Researchers have created a new type of ice that more closely resembles liquid water than its frozen counterpart. The powdery ice, exhibiting different properties than any kind previously studied, could provide clues about life beyond Earth.
Every year, millions of new scientific research papers are sent out into the world, shedding light on new discoveries relating to every aspect of life imaginable – both on Earth and outside of it. Some things, however, are so mundane that it seems impossible that there could be anything more to learn.
That said, science is nothing if not boundless, which researchers proved when they created a new form of ice. How did they do it? By rattling normal frozen water around in a jar of steel balls at -328 degrees F, according to the corresponding study published in Science.
The resulting substance was amorphous ice, unlike anything seen before. In a typical chunk of frozen water, the molecules are arranged neatly, creating the crystalline solid with which we’re all familiar. The molecules of the new ice, on the other hand, were disorganized, creating a substance closer to liquid water than any known form of ice.

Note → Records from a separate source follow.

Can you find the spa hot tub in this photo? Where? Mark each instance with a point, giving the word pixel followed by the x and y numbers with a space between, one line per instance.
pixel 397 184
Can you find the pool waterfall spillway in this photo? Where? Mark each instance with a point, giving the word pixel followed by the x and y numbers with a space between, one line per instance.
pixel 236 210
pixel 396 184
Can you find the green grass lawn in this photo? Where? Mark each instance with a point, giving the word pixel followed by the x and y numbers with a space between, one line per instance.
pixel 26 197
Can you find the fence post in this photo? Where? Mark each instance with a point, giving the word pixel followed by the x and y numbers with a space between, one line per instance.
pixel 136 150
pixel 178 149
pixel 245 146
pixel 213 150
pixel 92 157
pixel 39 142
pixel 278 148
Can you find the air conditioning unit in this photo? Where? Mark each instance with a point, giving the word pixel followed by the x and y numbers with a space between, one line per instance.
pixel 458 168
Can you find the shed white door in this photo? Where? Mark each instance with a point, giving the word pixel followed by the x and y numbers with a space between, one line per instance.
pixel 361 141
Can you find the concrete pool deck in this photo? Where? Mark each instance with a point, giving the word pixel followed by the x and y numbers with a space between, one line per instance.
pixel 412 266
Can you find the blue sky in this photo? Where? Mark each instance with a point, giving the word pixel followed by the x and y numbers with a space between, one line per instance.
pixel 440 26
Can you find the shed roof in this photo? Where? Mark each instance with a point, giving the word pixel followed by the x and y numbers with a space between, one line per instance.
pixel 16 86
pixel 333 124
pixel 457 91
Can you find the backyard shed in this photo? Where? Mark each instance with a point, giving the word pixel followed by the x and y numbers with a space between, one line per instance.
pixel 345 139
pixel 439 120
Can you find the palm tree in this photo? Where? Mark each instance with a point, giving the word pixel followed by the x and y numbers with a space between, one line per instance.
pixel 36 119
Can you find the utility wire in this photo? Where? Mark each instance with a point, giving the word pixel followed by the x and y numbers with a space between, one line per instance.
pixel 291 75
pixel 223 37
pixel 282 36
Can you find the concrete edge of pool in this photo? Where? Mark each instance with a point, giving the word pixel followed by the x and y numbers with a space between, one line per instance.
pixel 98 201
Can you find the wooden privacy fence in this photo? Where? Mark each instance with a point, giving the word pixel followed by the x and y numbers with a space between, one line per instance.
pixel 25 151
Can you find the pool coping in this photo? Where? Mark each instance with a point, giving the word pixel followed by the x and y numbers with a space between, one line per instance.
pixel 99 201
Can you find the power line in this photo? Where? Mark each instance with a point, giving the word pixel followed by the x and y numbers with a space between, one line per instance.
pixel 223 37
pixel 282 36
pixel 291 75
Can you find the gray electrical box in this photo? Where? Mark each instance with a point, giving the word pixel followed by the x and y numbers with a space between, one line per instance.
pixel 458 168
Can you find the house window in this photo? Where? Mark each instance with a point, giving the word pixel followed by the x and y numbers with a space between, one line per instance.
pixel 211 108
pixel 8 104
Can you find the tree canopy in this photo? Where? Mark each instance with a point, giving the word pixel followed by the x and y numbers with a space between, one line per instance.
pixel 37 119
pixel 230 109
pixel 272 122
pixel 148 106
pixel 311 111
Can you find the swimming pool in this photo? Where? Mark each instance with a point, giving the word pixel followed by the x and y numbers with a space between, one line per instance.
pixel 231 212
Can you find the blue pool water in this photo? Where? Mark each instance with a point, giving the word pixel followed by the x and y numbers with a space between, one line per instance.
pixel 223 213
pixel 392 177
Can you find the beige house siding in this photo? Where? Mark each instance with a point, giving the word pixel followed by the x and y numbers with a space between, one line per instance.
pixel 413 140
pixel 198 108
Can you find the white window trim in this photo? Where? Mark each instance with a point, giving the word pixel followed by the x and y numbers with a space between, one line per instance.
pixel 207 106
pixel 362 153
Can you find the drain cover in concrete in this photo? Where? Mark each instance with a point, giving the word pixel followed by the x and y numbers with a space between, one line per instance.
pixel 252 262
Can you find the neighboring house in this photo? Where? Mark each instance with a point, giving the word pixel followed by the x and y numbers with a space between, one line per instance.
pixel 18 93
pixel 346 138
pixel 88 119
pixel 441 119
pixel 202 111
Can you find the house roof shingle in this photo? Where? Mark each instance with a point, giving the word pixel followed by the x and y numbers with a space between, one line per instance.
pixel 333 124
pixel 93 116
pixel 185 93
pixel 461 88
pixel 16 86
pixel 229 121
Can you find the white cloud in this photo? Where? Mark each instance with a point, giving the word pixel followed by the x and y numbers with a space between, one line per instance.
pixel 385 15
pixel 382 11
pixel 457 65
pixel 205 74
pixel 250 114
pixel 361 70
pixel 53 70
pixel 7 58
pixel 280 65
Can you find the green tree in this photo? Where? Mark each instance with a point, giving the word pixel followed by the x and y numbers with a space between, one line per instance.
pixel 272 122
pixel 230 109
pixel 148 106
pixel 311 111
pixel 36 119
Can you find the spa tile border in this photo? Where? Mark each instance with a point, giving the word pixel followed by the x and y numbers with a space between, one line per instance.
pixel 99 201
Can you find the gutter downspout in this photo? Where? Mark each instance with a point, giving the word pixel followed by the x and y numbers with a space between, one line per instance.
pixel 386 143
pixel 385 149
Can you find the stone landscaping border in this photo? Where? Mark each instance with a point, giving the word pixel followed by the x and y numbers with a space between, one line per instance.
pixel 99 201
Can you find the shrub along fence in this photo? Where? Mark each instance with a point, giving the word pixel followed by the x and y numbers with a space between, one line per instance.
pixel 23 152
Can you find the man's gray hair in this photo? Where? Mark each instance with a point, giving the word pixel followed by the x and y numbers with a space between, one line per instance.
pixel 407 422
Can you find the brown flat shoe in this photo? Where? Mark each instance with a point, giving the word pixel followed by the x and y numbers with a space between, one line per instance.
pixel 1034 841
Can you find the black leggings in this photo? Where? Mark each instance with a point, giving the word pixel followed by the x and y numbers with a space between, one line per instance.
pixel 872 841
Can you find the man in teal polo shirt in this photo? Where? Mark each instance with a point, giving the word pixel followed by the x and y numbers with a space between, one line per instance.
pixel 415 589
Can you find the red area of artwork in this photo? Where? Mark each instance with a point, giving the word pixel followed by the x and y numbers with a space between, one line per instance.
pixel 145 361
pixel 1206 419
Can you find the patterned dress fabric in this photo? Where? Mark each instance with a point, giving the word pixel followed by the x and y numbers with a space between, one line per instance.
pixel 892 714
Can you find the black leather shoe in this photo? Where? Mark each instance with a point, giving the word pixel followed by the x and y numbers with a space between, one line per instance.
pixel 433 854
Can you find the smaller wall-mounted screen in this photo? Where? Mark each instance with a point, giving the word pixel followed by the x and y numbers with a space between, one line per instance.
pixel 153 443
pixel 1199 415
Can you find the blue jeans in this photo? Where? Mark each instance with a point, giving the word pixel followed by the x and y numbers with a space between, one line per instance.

“It might be liquid water frozen in time,” Martin Chaplin, a water structure specialist who was not involved in the study, explained to Nature. “It could be very important.”
Low-density and high-density ice have been previously discovered. Comets, for example, are enormous chunks of low-density amorphous ice. This new form, however, was dubbed medium-density amorphous ice due to its unique composition. “This is a great example of how we still have things to understand with water,” said physicist Marius Millot.
New Form of Ice Could Be the Key to Understanding Other Worlds
The new form of ice doesn’t just represent a mind-blowing discovery. If confirmed, it could also open the door to studies of water previously thought impossible. “Liquid water is a strange material,” Chaplin explained. “We still don’t know as much as it as we’d like.”
Until now, scientists believed that water was composed of two forms, low-density and high-density. This medium-density substance, however, could change that.
Additionally, the new ice could provide a window into the composition of other worlds. Certain moons in our Solar System, including Europa (Jupiter’s moon) and Enceladus (Saturn’s moon), have icy surfaces. Should tidal forces cause two icy areas to rub together on such a moon, it could produce medium-density amorphous ice.
Should this type of ice form, it would create the potential for a habitable environment on these moons, as liquid-water oceans lie beneath their surfaces. “One of the key things about those moons is whether you can have an interface between liquid water and the rocks — this is where life could emerge,” Millot said. “Amorphous ice could have a role that we need to understand.”